Ecnebi Feylesoflarin,
Kur'an-i Kerim Hakkindaki Sehadetleri
BU FEYLESOFLARIN KUR'ÂN HAKKINDAHI SENÂLARININ BIR HULÂSASI KÜÇÜK TARIHCE-I HAYATTA VE NUR CESMESI MECMUASINDA YAZILMISTIR
PRENS BISMARCK'IN (BISMARK) BEYÂNÂTI:
Sana Muâsir Bir Vücud Olamadigimdan Müteessirim Ey Muhammed! (a.s.m)
Muhtelif devirlerde, beseriyeti idâre etmek için taraf-u Lâhûtîden geldigi iddiâ olunan bütün münzel semâvî kitaplari tam ve etrâfiyla tetkik ettimse de, tahrif olunduklari için, hiçbirisinde aradigim hikmet ve tam isâbeti göremedim. Bu kânunlar degil bir cemiyet, bir hâne halkinin saadetini bile temin edecek mâhiyetten pek uzaktir. Lâkin, Muhammedîlerin Kur'ân'i bu kayittan âzâdedir. Ben Kur'ân'i her cihetten tetkik ettim, her kelimesinde büyük hikmetler gördüm. Muhammedîlerin düsmanlari, "Bu kitap Muhammed'in (a.s.m.) zâde-i tâbi" oldugunu iddiâ ediyorlarsa da, en mükemmel, hattâ en mütekâmil bir dimagdan, böyle hârikanin zuhûrunu iddiâ etmek, hakîkatlere göz kapayarak, kin ve garaza âlet olmak mânâsini ifade eder ki; bu da ilim ve hikmetle kâbil-i telif degildir. Ben, sunu iddiâ ediyorum ki:
Muhammed (a.s.m.) mümtâz bir kuvvettir. Destgâh-i Kudretin böyle ikinci bir vücûdu imkân sahasina getirmesi ihtimâlden uzaktir.

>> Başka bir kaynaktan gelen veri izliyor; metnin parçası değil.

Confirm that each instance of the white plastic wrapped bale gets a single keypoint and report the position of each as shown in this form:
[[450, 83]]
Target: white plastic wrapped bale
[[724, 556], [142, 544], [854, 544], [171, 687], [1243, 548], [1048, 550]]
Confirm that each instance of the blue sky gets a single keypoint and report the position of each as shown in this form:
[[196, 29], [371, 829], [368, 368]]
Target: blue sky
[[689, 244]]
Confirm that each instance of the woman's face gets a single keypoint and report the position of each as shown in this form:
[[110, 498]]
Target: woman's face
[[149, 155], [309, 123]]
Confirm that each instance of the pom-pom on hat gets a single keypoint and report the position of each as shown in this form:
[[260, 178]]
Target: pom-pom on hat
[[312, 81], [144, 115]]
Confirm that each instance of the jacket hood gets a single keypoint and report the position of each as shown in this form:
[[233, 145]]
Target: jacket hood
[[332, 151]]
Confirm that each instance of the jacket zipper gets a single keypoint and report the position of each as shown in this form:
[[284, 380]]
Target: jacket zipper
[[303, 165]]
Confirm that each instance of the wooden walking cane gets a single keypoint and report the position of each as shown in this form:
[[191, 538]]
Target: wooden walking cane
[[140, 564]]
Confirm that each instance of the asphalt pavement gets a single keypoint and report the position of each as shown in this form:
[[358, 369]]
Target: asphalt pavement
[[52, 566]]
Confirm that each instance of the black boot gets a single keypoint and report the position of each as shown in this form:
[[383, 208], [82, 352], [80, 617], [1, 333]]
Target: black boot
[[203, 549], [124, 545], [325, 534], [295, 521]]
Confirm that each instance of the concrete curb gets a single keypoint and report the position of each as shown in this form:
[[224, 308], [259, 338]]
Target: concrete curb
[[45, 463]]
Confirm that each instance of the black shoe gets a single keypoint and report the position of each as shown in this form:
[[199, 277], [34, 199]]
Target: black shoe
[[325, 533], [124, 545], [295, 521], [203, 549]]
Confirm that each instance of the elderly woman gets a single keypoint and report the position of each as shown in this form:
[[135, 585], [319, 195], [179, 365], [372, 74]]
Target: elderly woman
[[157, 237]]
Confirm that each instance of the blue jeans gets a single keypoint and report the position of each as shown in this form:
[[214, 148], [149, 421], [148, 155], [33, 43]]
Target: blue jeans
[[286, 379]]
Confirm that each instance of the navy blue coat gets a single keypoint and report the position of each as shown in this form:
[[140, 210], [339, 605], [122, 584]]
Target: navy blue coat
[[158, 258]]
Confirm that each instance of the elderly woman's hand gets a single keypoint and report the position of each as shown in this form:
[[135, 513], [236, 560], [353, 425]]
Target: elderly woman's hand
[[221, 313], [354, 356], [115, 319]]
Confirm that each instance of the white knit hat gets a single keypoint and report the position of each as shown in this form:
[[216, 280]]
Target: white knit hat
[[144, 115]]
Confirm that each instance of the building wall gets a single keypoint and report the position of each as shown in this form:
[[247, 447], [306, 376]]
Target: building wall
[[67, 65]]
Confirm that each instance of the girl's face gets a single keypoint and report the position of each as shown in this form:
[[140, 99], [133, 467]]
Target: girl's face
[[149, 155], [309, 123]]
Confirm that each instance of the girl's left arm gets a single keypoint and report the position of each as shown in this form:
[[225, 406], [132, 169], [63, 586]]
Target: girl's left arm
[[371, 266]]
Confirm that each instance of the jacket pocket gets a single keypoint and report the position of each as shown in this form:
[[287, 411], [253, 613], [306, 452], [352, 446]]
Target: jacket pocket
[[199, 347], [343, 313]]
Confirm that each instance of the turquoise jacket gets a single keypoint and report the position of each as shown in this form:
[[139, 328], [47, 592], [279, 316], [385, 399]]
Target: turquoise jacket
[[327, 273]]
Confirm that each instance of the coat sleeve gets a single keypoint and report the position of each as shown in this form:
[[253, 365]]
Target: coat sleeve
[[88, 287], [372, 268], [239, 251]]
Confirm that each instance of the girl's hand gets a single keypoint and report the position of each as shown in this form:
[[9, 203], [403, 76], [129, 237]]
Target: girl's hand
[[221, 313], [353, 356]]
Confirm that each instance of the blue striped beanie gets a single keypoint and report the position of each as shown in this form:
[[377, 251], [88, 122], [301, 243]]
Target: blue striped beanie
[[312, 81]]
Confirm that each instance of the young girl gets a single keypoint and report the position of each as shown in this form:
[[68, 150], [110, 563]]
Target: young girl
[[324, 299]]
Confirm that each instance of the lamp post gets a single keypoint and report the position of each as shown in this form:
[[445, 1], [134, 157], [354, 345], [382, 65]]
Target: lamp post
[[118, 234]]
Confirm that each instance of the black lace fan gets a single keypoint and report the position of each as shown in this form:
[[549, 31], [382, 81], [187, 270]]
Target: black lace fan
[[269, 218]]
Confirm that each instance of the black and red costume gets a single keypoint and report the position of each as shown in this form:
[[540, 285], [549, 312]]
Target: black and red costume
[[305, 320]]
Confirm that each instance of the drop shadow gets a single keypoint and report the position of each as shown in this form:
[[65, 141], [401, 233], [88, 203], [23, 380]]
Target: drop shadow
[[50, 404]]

Sana muâsir bir vücud olamadigimdan dolayi müteessirim ey Muhammed (a.s.m.)! Muallimi ve nâsiri oldugun bu kitap senin degildir. O Lâhûtîdir. Bu kitabin Lâhûtî oldugunu inkâr etmek, mevzû ilimlerin butlânini ileri sürmek kadar gülünçtür. Bunun için, beseriyet senin gibi mümtaz bir kudreti bir defa görmüs, bundan sonra göremeyecektir.